The SA defined as the ratio between the depleted BLIS antimicrobial activity (mm²/mL) and the concentration of the total protein content were calculated using Equation (4):

$$\mathrm{SA} ({\mathrm{mm}}^2/\mathrm{mg}) = \frac{\mathrm{BLIS} \mathrm{antimicrobial} \mathrm{activity} \left(\frac{{\mathrm{mm}}^2}{\mathrm{mL}}\right)}{\left[\mathrm{total} \mathrm{protein}\right]\left(\frac{\mathrm{mg}}{\mathrm{mL}}\right)}$$

(4)

P_FT is defined as the ratio of the SA in the depleted BLIS to SA in crude BLIS was calculated based on Equations (5) and (6), respectively.
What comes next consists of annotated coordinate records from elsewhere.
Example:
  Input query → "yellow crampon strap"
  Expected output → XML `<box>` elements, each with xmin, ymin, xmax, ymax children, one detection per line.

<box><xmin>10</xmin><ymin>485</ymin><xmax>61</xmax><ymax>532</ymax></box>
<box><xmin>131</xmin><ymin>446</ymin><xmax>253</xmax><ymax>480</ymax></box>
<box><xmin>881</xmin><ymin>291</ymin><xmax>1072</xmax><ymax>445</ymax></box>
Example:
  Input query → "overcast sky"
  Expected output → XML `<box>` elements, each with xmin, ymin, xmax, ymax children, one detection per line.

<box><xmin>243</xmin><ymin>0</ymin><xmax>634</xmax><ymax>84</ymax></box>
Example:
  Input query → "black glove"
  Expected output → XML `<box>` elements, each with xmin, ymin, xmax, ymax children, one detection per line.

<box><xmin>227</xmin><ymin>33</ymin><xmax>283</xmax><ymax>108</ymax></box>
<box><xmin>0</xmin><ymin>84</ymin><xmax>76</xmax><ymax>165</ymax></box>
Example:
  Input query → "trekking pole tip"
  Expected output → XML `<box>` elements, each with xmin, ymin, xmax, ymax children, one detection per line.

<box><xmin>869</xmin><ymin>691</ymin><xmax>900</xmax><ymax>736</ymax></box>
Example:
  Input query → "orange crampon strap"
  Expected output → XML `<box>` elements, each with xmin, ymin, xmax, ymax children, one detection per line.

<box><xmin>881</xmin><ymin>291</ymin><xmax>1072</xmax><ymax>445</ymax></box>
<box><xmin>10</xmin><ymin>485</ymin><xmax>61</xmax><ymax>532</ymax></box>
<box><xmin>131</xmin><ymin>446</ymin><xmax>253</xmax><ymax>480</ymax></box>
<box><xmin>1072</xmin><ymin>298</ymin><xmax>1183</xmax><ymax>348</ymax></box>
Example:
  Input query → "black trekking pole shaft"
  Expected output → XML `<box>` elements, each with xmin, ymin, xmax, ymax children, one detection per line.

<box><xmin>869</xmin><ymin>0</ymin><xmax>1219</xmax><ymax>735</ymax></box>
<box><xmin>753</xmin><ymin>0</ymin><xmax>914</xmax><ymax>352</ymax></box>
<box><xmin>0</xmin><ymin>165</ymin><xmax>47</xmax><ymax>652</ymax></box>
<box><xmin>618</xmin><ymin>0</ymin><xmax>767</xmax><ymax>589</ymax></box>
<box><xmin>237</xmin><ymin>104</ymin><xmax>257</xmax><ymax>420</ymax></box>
$$\mathrm{Purification} \mathrm{factor}, {\mathrm{P}}_{\mathrm{FT}} = \frac{\mathrm{SA} \mathrm{in} \mathrm{back} \mathrm{extraction} \mathrm{solution} (\frac{{\mathrm{mm}}^2}{\mathrm{mg}})}{\mathrm{SA} \mathrm{in} \mathrm{crude} \mathrm{BLIS} (\frac{{\mathrm{mm}}^2}{\mathrm{mg}})}$$

(5)

The recovery yield of the BLIS was estimated using Equation (5):

$$\mathrm{Recovery} \mathrm{yield} (\%)=\frac{\begin{array}{c}\mathrm{BLIS} \mathrm{antimicrobial} \mathrm{activity} \mathrm{in} \\ \mathrm{back} \mathrm{extraction} \mathrm{solution}\end{array}}{\begin{array}{c}\mathrm{BLIS} \mathrm{antimicrobial} \\ \mathrm{activity} \mathrm{in} \mathrm{crude} \mathrm{BILS}\end{array}}\times 100$$

(6)

5. Conclusions

BLIS from L. bulgaricus FTDC 1211 was partially purified in this study. The partially purified BLIS with an estimated size of 14 kDa and total recovery of 82.96% with a purification factor of 3.26 was achieved under the optimum condition of 11.4% (w/w) PEG 4000 impregnated on Amberlite XAD4 and 2% (w/w) sodium citrate at pH 6.06 with 4% (w/w) NaCl. These results demonstrate that AIRS could be used as an alternate purification system in the primary recovery step. The BLIS purification method from fermentation broth described in this study need to be further improved. Regarding the use of the AIRS, additional purification methods such as ultrafiltration, anion exchange chromatography, gel-filtration for reduction of the contaminants, and HPLC or FPLC chromatography could be utilized. The purified BLIS can be sent for N-terminal sequencing. Degenerative primers based on the amino acid sequences can then be synthesized. The gene cluster could be amplified by PCR and the ORFs in the gene cluster could be analyzed and compared with the known bacteriocin. Even though AIRS are capable of purifying BLIS, there are however during the impregnation of polymer into Amberlite XAD4, leaching of the polymer occurs. Study on the mechanism of leached PEG will deepen our understanding of the system. Furthermore, study of the adsorption kinetics during the extraction of BLIS is required to understand the system. In addition, the repetition of the flow-through and recyclability of the system could be further investigated to improve the applicability of the system.